As described above, according to the ground fault protection relay of the present invention, by forming the output circuit of the pulse output of the ground fault protection relay by the photocoupler circuit, ripple occurs in the signal of the shielded wire. In addition, it is possible to eliminate problems such as the fact that the phase determination function cannot be tested by the ground fault direction relay itself, and reliability can be improved.

[Brief description of drawings]

FIG. 1 is a circuit diagram of a connection portion of a ground fault protection relay and a ground fault direction relay according to an embodiment of the present invention.

FIG. 2 is a connection system diagram showing an example of ground fault protection in a high-voltage distribution system.

FIG. 3 is a circuit diagram of a connection portion of a conventional ground fault protection relay and a ground fault direction relay.
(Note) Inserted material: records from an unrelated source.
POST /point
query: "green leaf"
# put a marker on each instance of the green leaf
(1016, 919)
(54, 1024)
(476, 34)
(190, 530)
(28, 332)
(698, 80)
FIG. 4 is a vector diagram illustrating an operation range of a ground fault direction relay.

[Explanation of symbols]

 1 Ground fault protection relay 2a, 2b Ground fault direction relay 21a, 2b Photocoupler ZPD Zero phase voltage detector ZCT Zero phase current transformer

Claims (1)

[Claims] 1. A ground fault protection relay for inputting a zero-phase voltage detected on a bus and, if the zero-phase voltage is a set value or more, converting the zero-phase voltage to a pulse signal and outputting the pulse signal. A signal output circuit of a ground fault protection relay, wherein an output circuit for outputting is composed of a photo coupler.